Corps documents show the mistake of overly optimistic levee strength was detected by its Vicksburg, Miss., office, which directed local engineers to make changes. But when the chief engineer in New Orleans replied that the results were based on "engineering judgment," his superiors dropped the issue.

While such responses are normally expected to include numbers and statistics backing up such "judgment", Vicksburg received no such supporting evidence. Why superiors walked away from the issue, leaving New Orleans to drown, is not yet known.

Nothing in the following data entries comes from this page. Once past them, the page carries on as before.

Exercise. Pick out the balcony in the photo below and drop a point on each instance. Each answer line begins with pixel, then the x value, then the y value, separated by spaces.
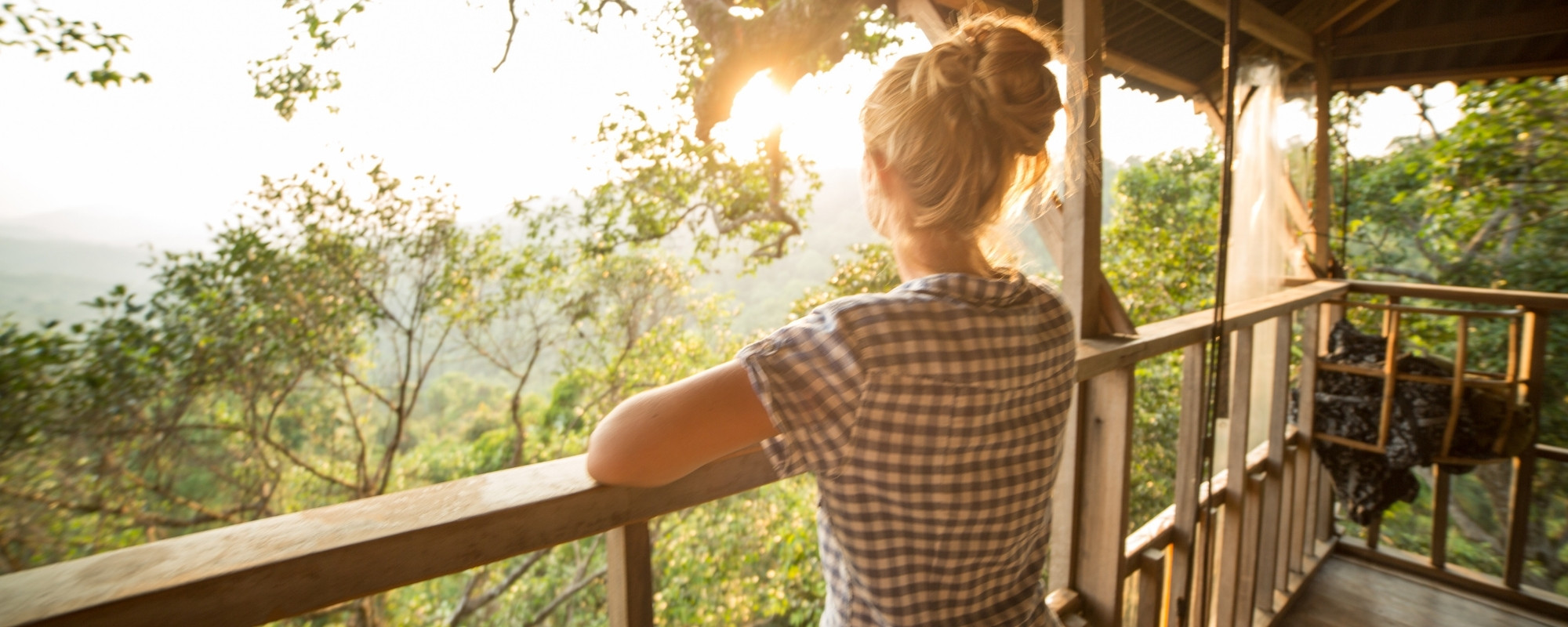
pixel 1279 554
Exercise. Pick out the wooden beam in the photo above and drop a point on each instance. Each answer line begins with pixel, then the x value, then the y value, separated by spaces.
pixel 924 15
pixel 1123 65
pixel 289 565
pixel 1531 600
pixel 1305 496
pixel 1479 295
pixel 1152 589
pixel 1321 15
pixel 1481 31
pixel 1229 565
pixel 1360 18
pixel 1189 454
pixel 1266 26
pixel 631 576
pixel 1102 355
pixel 1084 35
pixel 1274 480
pixel 1533 371
pixel 1550 68
pixel 1323 154
pixel 1315 18
pixel 1048 219
pixel 1105 452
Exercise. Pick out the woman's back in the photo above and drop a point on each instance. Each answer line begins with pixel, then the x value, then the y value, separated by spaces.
pixel 931 418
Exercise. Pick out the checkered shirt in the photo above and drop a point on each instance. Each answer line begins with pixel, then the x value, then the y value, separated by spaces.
pixel 931 418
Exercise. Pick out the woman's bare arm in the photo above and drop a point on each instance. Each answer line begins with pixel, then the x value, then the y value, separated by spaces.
pixel 662 435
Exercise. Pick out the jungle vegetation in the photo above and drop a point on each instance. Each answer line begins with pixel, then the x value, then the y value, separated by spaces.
pixel 344 338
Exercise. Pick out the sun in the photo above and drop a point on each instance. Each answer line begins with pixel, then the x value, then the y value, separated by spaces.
pixel 760 109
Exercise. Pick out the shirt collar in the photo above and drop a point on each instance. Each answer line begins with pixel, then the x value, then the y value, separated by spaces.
pixel 1007 289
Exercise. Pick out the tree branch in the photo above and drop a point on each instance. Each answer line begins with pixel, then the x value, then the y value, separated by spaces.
pixel 474 604
pixel 512 32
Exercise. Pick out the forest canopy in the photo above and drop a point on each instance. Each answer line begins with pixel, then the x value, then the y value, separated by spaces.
pixel 346 338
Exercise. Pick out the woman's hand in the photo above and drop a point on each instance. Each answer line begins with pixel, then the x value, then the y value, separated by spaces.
pixel 662 435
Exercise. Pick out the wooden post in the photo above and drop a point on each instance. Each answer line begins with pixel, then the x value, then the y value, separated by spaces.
pixel 1252 551
pixel 1279 404
pixel 1152 589
pixel 1084 31
pixel 1533 371
pixel 1440 516
pixel 1084 27
pixel 1230 559
pixel 1189 451
pixel 1307 458
pixel 631 576
pixel 1326 506
pixel 1202 565
pixel 1105 451
pixel 1290 521
pixel 1390 374
pixel 1323 175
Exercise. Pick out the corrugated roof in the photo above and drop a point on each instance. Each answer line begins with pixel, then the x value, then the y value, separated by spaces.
pixel 1177 38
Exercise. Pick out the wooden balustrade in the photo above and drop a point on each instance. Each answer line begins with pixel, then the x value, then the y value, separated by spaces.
pixel 1269 526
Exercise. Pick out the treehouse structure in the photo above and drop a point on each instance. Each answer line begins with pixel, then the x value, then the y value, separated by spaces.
pixel 1254 545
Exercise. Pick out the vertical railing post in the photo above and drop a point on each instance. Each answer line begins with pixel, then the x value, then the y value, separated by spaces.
pixel 1152 589
pixel 1279 405
pixel 1230 559
pixel 1440 516
pixel 1247 573
pixel 1533 371
pixel 1189 463
pixel 631 576
pixel 1105 451
pixel 1083 37
pixel 1305 493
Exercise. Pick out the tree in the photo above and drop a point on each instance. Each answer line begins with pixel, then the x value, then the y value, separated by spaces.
pixel 1483 205
pixel 53 35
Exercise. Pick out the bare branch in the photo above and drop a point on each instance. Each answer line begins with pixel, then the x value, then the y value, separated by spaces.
pixel 512 32
pixel 568 593
pixel 474 604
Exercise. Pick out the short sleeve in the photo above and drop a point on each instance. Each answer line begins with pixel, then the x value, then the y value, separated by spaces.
pixel 808 379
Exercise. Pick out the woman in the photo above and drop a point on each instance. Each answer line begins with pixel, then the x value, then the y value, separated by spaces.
pixel 931 415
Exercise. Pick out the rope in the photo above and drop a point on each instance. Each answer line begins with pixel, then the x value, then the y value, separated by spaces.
pixel 1214 357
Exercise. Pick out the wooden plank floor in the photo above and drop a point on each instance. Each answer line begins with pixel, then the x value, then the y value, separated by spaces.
pixel 1354 593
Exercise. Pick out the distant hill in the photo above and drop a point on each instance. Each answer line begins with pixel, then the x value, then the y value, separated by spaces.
pixel 51 280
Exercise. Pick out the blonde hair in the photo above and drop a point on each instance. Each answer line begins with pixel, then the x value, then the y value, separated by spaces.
pixel 967 123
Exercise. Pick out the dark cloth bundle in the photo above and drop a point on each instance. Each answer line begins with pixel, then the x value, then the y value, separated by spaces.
pixel 1351 407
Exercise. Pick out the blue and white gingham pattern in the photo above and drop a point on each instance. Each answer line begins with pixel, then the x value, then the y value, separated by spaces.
pixel 931 418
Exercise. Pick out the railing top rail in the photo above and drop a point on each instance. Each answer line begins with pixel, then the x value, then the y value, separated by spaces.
pixel 289 565
pixel 1103 355
pixel 1509 299
pixel 283 567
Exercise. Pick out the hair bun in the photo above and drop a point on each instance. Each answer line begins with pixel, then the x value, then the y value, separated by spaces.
pixel 967 123
pixel 1003 65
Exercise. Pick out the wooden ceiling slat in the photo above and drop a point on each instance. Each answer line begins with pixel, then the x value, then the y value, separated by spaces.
pixel 1456 34
pixel 1266 26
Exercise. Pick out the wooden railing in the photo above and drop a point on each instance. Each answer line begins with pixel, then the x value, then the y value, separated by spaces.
pixel 1523 380
pixel 1272 527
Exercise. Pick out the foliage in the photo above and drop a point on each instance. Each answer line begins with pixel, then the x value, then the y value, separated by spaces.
pixel 1160 256
pixel 871 270
pixel 1483 206
pixel 286 79
pixel 49 34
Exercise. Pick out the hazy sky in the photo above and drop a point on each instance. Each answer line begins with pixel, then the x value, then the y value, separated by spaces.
pixel 419 92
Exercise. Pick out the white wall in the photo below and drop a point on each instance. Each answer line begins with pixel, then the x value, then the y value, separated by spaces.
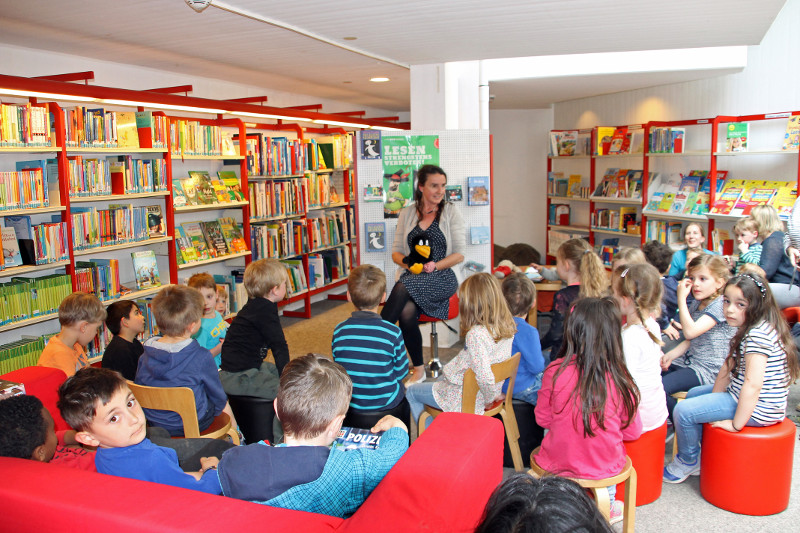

Last night on CNN, Anderson Cooper interviewed two men who found bodies of lost relatives in the mass of debris that is the lower Ninth Ward. He patted himself on the back for continuing to cover the story, pointing out that he had asked Gov. Blanco on Nov 16, on the air, who had made the decision in early October to stop the search for bodies, even showing tape of that exchange. But by the evidence of last night's program, that was the last reporting he or anyone else at CNN did on the question. Nor was there any reporting on the reason the Lower NInth is still as covered in debris, making access to the homes still standing so dangerous and difficult. The reason: neither the city nor the state has the tax base to fund such a massive cleanup, and the Feds don't appear to be leaping to the task. It's one thing to tug at our emotions with the horrible loss and discovery experienced by those two men; it's quite another to equip us with the understanding to know why these things are happening. There was a time when the latter task was seen as the prime responsibility of the news media.